Rating scales dan kuesioner merupakan pendekatan pengukuran kepuasan kerja

yang paling umum dipakai dengan menggunakan kuesioner di mana rating scales secara khusus disiapkan. Dengan menggunakan metode ini, orang menjawab pertanyaan yang memungkinkan mereka melaporkan reaksi mereka pada pekerjaan mereka.

b. Critical incidents

Di sini individu menjelaskan kejadian yang menghubungkan pekerjaan mereka yang mereka rasakan, terutama memuaskan atau tidak memuaskan. Jawaban mereka dipelajari untuk mengungkapkan tema yang mendasari. Sebagai contoh, misalnya: apabila banyak pekerja menyebutkan situasi di pekerjaan di mana mereka diperlakukan kasar oleh supervisor atau apabila pekerja memuji

supervisor atas sensitivitas yang ditunjukkan pada masa yang sulit, gaya

pengawasan memainkan peranan penting dalam kepuasan kerja mereka. c. Interviews

Interview merupakan prosedur pengukuran kepuasan kerja dengan melakukan

wawancara tatap muka dengan pekerja. Dengan menanyakan secara langsung tentang sikap mereka, sering mungkin mengembangkan lebih mendalam dengan menggunakan kuesioner yang sangat terstruktur. Dengan mengajukan pertanyaan secara berhati-hati kepada pekerja dan mencatat jawabannya secara sistematis, hubungan pekerjaan dengan sikap dapat dipelajari.

3.5.3. Pedoman Meningkatkan Kepuasan Kerja

Greenberg dan Baron (2003) memberikan saran untuk mencegah ketidak puasan dan meningkatkan kepuasan kerja pegawai dengan cara sebagai berikut:

Orang lebih puas dengan pekerjaan yang mereka senang kerjakan daripada yang membosankan. Meskipun beberapa pekerjaan secara intrinsik membosankan, pekerjaan tersebut masih mungkin meningkatkan tingkat kesenangan ke dalam setiap pekerjaan.

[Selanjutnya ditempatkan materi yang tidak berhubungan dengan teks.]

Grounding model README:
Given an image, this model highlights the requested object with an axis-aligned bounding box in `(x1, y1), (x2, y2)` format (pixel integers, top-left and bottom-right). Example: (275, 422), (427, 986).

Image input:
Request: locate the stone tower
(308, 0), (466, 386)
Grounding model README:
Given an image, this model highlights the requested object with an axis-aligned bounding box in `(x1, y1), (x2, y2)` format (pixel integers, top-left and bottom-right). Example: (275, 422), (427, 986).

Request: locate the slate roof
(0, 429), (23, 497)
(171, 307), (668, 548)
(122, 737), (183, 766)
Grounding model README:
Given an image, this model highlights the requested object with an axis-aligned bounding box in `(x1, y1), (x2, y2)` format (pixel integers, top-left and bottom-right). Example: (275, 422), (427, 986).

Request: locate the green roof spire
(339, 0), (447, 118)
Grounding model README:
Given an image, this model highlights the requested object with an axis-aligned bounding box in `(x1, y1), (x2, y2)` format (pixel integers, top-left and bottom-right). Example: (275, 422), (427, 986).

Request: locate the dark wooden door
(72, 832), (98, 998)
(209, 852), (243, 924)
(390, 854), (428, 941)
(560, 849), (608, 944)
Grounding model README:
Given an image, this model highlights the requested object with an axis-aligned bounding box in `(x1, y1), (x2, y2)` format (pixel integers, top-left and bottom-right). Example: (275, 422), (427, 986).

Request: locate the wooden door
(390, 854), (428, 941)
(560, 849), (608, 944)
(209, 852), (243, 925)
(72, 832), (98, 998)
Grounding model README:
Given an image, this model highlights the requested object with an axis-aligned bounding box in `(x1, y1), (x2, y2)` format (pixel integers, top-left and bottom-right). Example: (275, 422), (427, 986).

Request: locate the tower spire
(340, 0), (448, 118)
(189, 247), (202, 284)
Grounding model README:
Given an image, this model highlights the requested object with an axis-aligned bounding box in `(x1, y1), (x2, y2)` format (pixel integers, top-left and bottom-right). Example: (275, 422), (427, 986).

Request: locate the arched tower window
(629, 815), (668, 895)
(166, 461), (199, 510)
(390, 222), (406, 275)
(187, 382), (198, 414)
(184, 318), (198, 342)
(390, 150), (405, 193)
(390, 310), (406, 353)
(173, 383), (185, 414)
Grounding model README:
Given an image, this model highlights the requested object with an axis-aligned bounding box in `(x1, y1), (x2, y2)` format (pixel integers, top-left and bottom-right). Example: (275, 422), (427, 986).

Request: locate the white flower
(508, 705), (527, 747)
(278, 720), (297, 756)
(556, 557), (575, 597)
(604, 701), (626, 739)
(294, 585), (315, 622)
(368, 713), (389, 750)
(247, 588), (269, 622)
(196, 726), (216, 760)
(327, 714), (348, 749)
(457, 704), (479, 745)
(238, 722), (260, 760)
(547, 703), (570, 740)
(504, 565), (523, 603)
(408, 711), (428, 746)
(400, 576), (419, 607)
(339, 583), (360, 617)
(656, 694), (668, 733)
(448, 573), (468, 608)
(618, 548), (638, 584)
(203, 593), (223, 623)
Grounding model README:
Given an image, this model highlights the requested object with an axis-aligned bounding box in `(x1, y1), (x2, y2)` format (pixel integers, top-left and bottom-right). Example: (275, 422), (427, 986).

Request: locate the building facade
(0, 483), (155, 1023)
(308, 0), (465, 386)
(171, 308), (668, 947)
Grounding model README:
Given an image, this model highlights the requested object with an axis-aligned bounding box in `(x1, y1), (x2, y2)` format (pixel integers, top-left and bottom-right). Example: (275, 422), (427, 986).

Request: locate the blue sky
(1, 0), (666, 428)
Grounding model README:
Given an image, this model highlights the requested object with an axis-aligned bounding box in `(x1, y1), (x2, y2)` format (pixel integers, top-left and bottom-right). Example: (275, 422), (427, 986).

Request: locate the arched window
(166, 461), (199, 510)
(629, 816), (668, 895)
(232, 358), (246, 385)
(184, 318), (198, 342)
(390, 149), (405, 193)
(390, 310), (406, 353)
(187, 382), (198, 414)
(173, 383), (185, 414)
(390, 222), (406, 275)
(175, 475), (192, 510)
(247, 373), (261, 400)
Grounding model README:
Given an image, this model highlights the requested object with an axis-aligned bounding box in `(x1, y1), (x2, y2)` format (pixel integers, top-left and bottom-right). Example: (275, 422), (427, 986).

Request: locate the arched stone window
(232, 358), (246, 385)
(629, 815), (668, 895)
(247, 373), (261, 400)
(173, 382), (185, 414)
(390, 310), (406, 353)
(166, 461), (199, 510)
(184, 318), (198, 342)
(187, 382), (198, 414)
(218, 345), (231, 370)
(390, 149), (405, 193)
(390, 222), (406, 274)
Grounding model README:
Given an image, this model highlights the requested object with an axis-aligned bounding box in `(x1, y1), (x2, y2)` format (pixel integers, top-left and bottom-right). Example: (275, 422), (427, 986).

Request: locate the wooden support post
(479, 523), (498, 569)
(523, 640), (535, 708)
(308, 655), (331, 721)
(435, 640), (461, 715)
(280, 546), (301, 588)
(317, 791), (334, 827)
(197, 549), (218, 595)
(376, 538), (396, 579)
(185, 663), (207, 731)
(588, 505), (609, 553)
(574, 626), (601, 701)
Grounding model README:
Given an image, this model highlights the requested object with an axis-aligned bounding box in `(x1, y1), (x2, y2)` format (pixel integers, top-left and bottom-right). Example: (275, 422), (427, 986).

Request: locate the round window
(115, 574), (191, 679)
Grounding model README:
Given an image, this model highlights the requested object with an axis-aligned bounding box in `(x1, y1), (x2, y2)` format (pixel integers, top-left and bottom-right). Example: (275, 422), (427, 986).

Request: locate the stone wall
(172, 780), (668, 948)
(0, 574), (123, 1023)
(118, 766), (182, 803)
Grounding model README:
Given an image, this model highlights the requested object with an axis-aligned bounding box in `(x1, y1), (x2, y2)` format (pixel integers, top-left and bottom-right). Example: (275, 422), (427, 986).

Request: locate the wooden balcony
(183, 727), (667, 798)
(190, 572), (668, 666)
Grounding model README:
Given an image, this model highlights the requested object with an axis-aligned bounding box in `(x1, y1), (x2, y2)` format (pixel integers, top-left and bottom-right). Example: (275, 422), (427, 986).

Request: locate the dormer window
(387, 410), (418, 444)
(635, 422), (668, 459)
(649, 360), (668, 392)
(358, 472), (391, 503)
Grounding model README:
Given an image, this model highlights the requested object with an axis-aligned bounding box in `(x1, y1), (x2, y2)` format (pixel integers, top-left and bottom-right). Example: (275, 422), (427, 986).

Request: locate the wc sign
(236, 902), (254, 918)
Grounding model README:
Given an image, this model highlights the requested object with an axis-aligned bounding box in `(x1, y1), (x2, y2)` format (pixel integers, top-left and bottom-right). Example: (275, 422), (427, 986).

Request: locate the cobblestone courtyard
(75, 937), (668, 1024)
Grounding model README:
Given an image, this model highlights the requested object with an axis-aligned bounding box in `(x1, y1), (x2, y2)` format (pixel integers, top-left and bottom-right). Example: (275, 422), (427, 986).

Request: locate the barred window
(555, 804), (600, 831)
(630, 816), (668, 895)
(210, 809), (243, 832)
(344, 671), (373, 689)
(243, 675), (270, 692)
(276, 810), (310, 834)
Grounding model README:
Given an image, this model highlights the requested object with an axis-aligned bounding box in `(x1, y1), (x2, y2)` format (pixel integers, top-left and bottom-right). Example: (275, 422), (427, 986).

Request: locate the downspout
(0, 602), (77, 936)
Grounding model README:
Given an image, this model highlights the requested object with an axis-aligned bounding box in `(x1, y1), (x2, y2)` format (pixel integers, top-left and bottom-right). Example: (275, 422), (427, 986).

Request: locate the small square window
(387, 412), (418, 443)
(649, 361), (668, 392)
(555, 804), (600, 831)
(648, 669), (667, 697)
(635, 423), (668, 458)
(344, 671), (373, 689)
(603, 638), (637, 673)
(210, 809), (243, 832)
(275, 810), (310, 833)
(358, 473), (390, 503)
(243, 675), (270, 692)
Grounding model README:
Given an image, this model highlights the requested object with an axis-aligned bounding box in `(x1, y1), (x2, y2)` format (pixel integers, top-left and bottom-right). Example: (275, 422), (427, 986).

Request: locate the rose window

b. Orang dibayar dengan jujur

Orang yang percaya bahwa sistem pengupahan tidak jujur cenderung tidak puas dengan pekerjaannya. Hal ini diperlakukan tidak hanya untuk gaji dan upah per jam, tetapi juga fringe benefit. Konsisten dengan value theory, mereka merasa dibayar dengan jujur dan apabila orang diberi peluang memilih fringe benefit yang paling mereka inginkan, kepuasan kerjanya cenderung naik.

c. Mempertemukan orang dengan pekerjaan yang cocok dengan minatnya

Semakin banyak orang menemukan bahwa mereka dapat memenuhi kepentingannya sambil di tempat kerja, semakin puas mereka dengan pekerjaannya. Perusahaan dapat menawarkan counselling individu kepada pekerja, sehingga kepentingan pribadi dan profesional dapat diidentifikasi dan disesuaikan.

d. Menghindari kebosanan dan pekerjaan berulang-ulang

Kebanyakan orang cenderung mendapatkan sedikit kepuasan dalam melakukan pekerjaan yang sangat membosankan dan berulang. Sesuai dengan two-factor

theory, orang jauh lebih puas dengan pekerjaan yang meyakinkan mereka

memperoleh sukses dengan secara bebas melakukan kontrol atas bagaimana cara mereka melakukan sesuatu.